Pourquoi TDAH et HPI sont si souvent confondus
Le TDAH et le HPI partagent une liste impressionnante de symptômes communs qui mènent régulièrement à des erreurs de diagnostic :
- Agitation et difficulté à rester en place
- Ennui scolaire et décrochage
- Hypersensibilité émotionnelle
- Difficultés sociales avec les pairs
- Comportement perturbateur en classe
- Impatience et impulsivité apparente
Résultat : de nombreux enfants HPI sont diagnostiqués TDAH à tort (et vice versa). Certaines études estiment que jusqu'à 20% des diagnostics TDAH chez les enfants intellectuellement précoces pourraient être erronés.
Tableau comparatif détaillé
| Symptôme | TDAH | HPI |
|---|---|---|
| Inattention | Dans toutes les activités, même stimulantes | Uniquement quand l'activité n'est pas assez stimulante |
| Agitation | Constante, dans tous les contextes | Disparaît quand l'enfant est captivé |
| Impulsivité | Agit sans réfléchir, regrette après | Répond vite car a déjà compris, pas de regret |
| Ennui scolaire | Ne comprend pas assez vite | Comprend trop vite |
| Hypersensibilité | Réactivité émotionnelle, frustration | Empathie profonde, questions existentielles |
| Sommeil | Difficulté d'endormissement par agitation | Difficulté d'endormissement par rumination mentale |
| Relations sociales | Conflits par impulsivité | Isolement par décalage intellectuel |
Les signes qui orientent vers le TDAH
Le TDAH est plus probable si :
- L'agitation est constante et incontrôlable, même dans les activités choisies
- L'enfant oublie systématiquement ses affaires et ses consignes
- Il y a une variabilité des performances inexplicable (excellent un jour, catastrophique le lendemain)
- Les symptômes étaient présents avant l'entrée à l'école
- L'enfant ne peut pas s'empêcher de bouger ou d'interrompre, même quand il sait qu'il ne faut pas
- Il y a des antécédents familiaux de TDAH (forte composante génétique)
Les signes qui orientent vers le HPI
Le HPI est plus probable si :
- L'agitation disparaît complètement quand l'enfant est stimulé intellectuellement
- L'enfant a un vocabulaire nettement au-dessus de son âge
- Il pose des questions philosophiques ou existentielles
- Il apprend extrêmement vite quand le sujet l'intéresse
- Il a un sens de l'humour et de l'ironie précoce
- L'ennui scolaire vient du fait qu'il a déjà compris la leçon
La double exceptionnalité : TDAH ET HPI
La réalité la plus complexe : un enfant peut être à la fois TDAH et HPI. On appelle cela la "double exceptionnalité" ou "twice exceptional" (2e).

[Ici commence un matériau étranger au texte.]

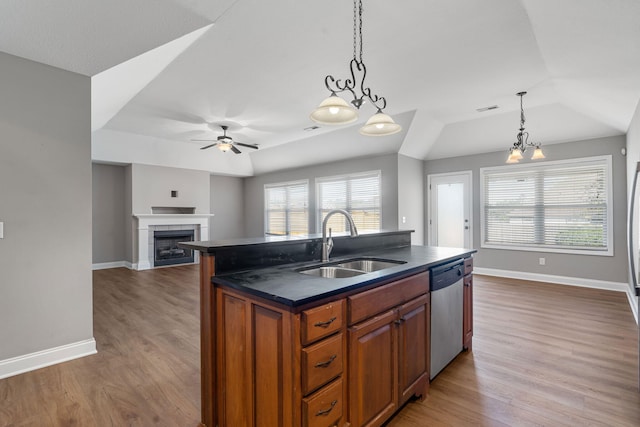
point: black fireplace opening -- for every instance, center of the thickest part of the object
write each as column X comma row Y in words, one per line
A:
column 166, row 250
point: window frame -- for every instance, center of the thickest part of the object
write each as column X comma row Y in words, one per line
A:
column 607, row 162
column 287, row 209
column 348, row 177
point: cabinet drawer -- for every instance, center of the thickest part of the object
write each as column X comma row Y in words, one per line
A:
column 321, row 363
column 369, row 303
column 321, row 321
column 468, row 265
column 323, row 408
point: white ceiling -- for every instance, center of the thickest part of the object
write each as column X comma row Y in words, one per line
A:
column 168, row 71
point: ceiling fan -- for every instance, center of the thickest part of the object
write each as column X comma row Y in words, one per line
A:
column 225, row 143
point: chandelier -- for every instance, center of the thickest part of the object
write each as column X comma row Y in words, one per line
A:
column 522, row 141
column 335, row 110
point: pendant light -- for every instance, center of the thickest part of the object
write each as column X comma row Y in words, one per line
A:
column 335, row 110
column 522, row 141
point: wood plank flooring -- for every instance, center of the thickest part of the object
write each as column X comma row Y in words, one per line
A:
column 146, row 372
column 542, row 355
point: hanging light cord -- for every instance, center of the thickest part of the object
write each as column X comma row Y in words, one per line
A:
column 356, row 65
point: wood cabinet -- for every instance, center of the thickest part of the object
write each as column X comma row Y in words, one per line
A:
column 349, row 362
column 278, row 368
column 467, row 308
column 388, row 349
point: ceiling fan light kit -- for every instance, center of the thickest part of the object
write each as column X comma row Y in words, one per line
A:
column 522, row 141
column 336, row 111
column 226, row 143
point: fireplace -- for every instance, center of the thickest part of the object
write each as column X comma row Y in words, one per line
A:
column 166, row 250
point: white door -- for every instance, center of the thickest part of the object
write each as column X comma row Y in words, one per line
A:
column 449, row 198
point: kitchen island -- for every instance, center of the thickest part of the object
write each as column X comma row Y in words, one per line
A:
column 282, row 346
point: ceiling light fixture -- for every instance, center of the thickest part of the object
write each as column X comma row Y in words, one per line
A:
column 335, row 110
column 522, row 142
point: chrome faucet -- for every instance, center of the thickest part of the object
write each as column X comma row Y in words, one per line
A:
column 327, row 245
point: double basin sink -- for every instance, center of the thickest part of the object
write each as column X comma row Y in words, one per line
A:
column 349, row 268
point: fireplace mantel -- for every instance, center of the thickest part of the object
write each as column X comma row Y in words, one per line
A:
column 144, row 262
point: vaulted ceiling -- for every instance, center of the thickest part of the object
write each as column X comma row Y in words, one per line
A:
column 165, row 72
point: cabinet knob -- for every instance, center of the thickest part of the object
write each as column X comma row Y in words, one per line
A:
column 325, row 324
column 326, row 362
column 323, row 412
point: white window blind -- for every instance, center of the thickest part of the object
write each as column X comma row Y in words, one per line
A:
column 287, row 208
column 358, row 194
column 562, row 206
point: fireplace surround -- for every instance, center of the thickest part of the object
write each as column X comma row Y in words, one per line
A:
column 147, row 224
column 166, row 250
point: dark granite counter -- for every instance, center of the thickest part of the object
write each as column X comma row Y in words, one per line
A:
column 284, row 285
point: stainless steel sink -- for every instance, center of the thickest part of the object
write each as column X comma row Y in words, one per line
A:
column 368, row 265
column 332, row 272
column 350, row 268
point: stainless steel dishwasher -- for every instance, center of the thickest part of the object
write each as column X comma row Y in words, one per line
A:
column 446, row 314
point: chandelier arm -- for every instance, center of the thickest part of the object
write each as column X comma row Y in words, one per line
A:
column 337, row 86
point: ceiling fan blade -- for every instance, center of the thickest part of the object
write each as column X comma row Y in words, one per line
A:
column 247, row 145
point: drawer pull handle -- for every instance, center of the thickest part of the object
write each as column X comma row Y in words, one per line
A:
column 326, row 363
column 325, row 324
column 326, row 411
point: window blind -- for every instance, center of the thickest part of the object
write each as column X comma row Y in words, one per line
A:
column 358, row 194
column 286, row 208
column 560, row 206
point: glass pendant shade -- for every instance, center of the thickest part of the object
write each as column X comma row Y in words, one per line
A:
column 380, row 124
column 537, row 154
column 334, row 111
column 224, row 147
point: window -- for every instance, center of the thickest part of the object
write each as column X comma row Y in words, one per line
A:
column 562, row 206
column 358, row 194
column 286, row 208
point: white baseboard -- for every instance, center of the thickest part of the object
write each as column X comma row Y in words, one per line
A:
column 44, row 358
column 105, row 265
column 115, row 264
column 565, row 280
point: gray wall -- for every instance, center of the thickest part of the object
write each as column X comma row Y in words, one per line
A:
column 227, row 205
column 152, row 185
column 613, row 269
column 45, row 204
column 108, row 213
column 254, row 189
column 130, row 224
column 411, row 201
column 633, row 157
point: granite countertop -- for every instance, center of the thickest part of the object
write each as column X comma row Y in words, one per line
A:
column 284, row 285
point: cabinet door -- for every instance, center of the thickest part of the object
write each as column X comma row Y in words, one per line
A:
column 467, row 313
column 373, row 385
column 413, row 356
column 254, row 376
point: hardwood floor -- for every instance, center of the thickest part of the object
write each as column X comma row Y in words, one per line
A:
column 542, row 355
column 146, row 372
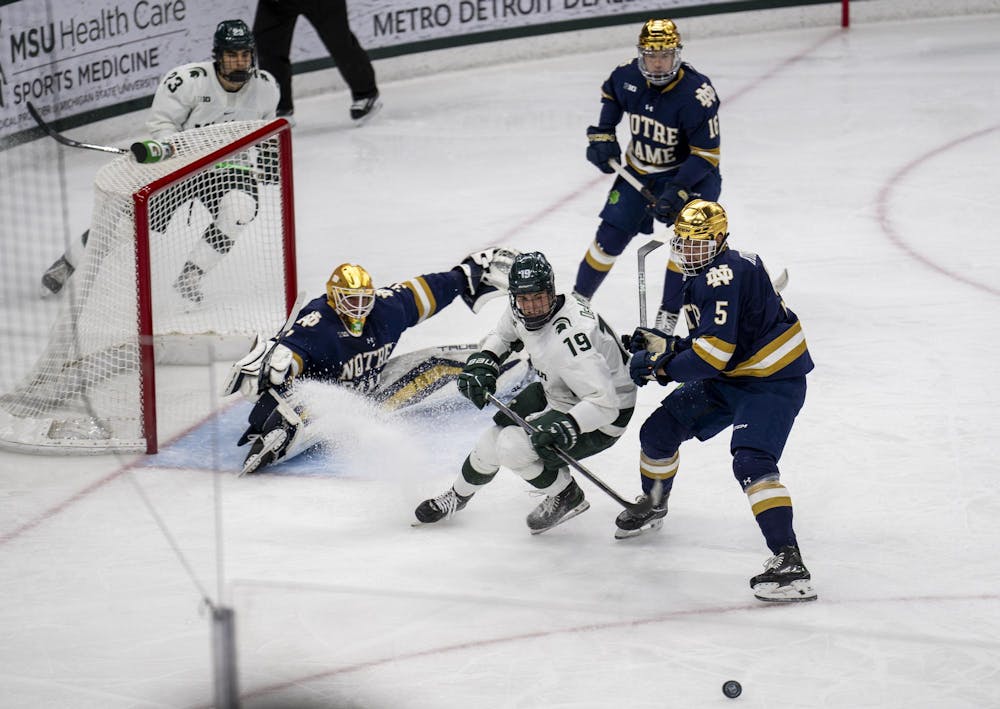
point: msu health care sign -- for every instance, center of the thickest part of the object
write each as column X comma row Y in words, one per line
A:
column 71, row 57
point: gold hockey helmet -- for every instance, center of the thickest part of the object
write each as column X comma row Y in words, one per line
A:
column 659, row 51
column 351, row 294
column 700, row 231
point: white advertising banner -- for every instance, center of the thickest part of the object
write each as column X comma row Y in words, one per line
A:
column 77, row 57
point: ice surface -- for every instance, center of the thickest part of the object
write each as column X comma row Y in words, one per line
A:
column 864, row 161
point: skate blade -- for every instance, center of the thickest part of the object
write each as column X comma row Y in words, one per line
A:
column 629, row 533
column 795, row 592
column 579, row 509
column 266, row 455
column 358, row 122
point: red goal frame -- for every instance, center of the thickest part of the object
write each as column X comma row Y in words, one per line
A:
column 141, row 198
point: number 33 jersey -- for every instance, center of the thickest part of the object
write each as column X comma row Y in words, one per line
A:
column 191, row 96
column 580, row 361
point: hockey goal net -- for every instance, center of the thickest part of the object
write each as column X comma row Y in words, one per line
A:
column 188, row 257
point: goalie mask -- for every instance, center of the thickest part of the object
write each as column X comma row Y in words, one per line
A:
column 350, row 293
column 700, row 233
column 532, row 289
column 659, row 51
column 235, row 37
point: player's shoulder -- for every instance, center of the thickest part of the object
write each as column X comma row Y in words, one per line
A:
column 574, row 316
column 627, row 73
column 263, row 76
column 728, row 270
column 692, row 75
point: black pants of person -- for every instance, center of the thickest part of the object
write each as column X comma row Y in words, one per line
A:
column 274, row 25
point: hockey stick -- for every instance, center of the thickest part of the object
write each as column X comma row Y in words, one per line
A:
column 265, row 365
column 780, row 283
column 635, row 508
column 69, row 142
column 633, row 181
column 646, row 248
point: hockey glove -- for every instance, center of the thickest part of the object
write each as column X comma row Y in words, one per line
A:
column 554, row 429
column 670, row 203
column 645, row 338
column 646, row 366
column 603, row 147
column 479, row 377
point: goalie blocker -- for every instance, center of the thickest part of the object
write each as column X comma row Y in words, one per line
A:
column 347, row 337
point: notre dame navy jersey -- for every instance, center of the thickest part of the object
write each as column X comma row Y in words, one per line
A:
column 668, row 123
column 739, row 326
column 325, row 350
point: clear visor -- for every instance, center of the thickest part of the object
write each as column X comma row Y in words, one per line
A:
column 659, row 63
column 533, row 305
column 693, row 255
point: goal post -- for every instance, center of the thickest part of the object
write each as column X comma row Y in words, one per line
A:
column 186, row 260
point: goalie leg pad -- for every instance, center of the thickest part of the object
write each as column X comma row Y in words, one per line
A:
column 245, row 372
column 236, row 210
column 284, row 434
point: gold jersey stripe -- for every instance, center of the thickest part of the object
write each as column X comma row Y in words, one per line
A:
column 661, row 469
column 774, row 356
column 597, row 259
column 709, row 155
column 770, row 504
column 714, row 351
column 424, row 297
column 767, row 495
column 423, row 381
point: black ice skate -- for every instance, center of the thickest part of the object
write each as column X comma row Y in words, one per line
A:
column 785, row 578
column 188, row 284
column 556, row 509
column 266, row 449
column 57, row 274
column 362, row 109
column 441, row 507
column 631, row 524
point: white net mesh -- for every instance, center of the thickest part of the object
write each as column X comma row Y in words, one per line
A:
column 217, row 255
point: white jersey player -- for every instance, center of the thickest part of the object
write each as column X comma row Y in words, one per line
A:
column 582, row 403
column 229, row 88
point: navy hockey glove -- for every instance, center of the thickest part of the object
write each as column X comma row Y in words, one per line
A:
column 554, row 429
column 670, row 203
column 479, row 377
column 646, row 366
column 648, row 338
column 603, row 147
column 651, row 350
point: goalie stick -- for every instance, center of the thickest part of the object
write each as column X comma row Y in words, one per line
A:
column 69, row 142
column 636, row 508
column 145, row 151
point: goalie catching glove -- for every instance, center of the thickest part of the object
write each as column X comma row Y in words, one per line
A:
column 479, row 377
column 554, row 428
column 485, row 274
column 268, row 364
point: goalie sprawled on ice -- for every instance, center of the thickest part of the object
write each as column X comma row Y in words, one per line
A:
column 347, row 336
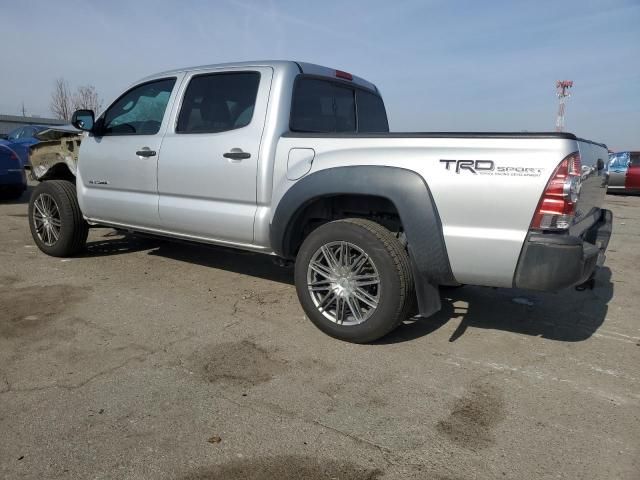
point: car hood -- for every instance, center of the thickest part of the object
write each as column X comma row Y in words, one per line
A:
column 58, row 148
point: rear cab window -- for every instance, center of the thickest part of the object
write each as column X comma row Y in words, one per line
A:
column 321, row 105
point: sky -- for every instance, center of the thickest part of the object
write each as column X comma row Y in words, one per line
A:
column 440, row 65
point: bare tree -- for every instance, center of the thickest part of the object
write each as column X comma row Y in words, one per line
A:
column 87, row 97
column 61, row 101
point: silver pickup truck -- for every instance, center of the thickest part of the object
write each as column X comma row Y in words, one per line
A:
column 296, row 160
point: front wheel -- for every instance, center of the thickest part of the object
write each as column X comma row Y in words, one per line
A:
column 55, row 219
column 353, row 280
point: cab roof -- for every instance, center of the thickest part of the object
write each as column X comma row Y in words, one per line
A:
column 301, row 67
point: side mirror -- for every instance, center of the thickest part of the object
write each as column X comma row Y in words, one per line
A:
column 83, row 120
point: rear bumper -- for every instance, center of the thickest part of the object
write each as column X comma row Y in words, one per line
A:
column 551, row 261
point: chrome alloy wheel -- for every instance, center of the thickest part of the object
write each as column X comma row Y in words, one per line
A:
column 343, row 283
column 46, row 219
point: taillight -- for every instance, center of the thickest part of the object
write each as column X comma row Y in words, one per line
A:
column 557, row 207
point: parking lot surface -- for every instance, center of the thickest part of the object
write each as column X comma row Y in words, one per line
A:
column 149, row 359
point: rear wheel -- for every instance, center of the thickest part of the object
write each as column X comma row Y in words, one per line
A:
column 353, row 280
column 55, row 219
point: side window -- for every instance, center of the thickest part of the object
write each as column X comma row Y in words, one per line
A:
column 139, row 111
column 218, row 102
column 372, row 116
column 15, row 134
column 619, row 160
column 321, row 106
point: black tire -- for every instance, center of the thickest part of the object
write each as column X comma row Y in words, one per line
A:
column 395, row 290
column 73, row 229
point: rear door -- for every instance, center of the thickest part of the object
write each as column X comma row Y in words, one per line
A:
column 632, row 179
column 210, row 154
column 117, row 167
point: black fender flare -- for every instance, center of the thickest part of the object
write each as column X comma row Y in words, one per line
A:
column 412, row 198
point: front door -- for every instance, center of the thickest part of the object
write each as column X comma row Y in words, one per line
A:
column 209, row 163
column 117, row 169
column 618, row 169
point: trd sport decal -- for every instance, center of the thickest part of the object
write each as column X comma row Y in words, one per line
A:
column 488, row 167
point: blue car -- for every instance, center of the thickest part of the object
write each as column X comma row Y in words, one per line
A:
column 13, row 179
column 20, row 139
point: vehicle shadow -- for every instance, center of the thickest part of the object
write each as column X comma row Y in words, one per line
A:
column 567, row 316
column 229, row 259
column 114, row 242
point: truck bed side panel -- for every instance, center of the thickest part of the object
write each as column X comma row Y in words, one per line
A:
column 485, row 213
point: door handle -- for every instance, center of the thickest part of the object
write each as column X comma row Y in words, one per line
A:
column 237, row 154
column 146, row 152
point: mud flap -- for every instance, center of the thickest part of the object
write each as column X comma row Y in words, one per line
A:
column 428, row 295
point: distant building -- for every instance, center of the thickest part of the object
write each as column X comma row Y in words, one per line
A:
column 9, row 122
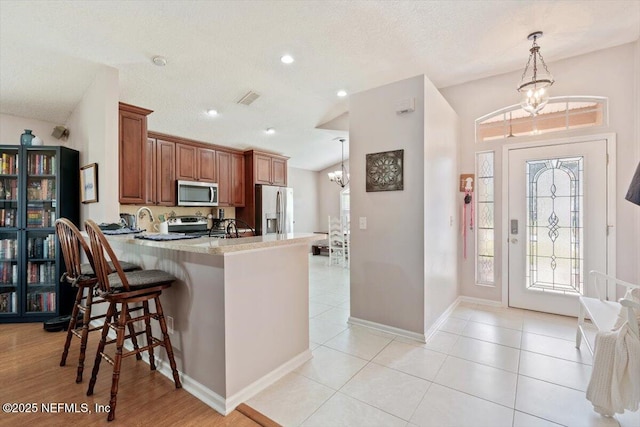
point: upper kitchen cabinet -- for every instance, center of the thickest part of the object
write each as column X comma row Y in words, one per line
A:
column 195, row 163
column 266, row 168
column 132, row 154
column 230, row 168
column 161, row 172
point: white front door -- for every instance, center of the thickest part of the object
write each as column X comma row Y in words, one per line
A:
column 557, row 223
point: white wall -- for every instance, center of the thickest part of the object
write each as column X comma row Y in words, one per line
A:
column 305, row 200
column 11, row 127
column 440, row 203
column 389, row 272
column 93, row 127
column 612, row 73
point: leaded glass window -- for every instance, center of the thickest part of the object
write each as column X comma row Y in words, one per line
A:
column 485, row 253
column 554, row 225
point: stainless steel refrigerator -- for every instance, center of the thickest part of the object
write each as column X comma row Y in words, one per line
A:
column 274, row 210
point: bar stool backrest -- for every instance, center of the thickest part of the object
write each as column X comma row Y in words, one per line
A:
column 100, row 246
column 71, row 241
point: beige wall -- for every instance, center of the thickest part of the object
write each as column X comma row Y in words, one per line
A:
column 397, row 268
column 11, row 127
column 93, row 127
column 612, row 73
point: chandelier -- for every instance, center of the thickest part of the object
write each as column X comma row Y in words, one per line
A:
column 534, row 84
column 340, row 177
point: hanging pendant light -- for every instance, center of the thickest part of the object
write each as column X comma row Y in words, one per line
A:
column 340, row 177
column 534, row 84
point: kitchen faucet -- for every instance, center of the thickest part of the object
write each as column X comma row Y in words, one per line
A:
column 140, row 214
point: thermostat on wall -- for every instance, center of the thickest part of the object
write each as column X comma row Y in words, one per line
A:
column 406, row 105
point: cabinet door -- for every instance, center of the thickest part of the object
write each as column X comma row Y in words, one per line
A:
column 165, row 173
column 223, row 165
column 42, row 279
column 206, row 165
column 132, row 157
column 237, row 180
column 279, row 171
column 262, row 172
column 186, row 162
column 151, row 171
column 9, row 273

Ces enfants sont les plus difficiles à diagnostiquer car :
- Le HPI peut compenser les symptômes du TDAH (l'intelligence permet de "masquer" les difficultés attentionnelles)
- Le TDAH peut masquer le HPI (les difficultés d'attention empêchent de montrer son potentiel)
- Les deux profils s'annulent partiellement : l'enfant semble "dans la moyenne" alors qu'il est en souffrance
Ces enfants sont souvent repérés tardivement, quand les stratégies de compensation s'effondrent (généralement au collège).
Quel bilan demander ?
Face à un doute TDAH/HPI, le bilan idéal comprend :
- Un bilan psychométrique (WISC-V) : mesure le QI et identifie un éventuel HPI + analyse le profil hétérogène typique du TDAH
- Un bilan attentionnel (TOVA, CPT) : mesure objectivement les capacités attentionnelles
- Des questionnaires comportementaux (Conners) : remplis par parents ET enseignants
- Un entretien clinique approfondi : histoire développementale, contexte familial et scolaire
Qui peut faire ce bilan complet ? Un neuropsychologue. Les résultats seront ensuite interprétés en lien avec un pédopsychiatre ou neuropédiatre pour poser le ou les diagnostics.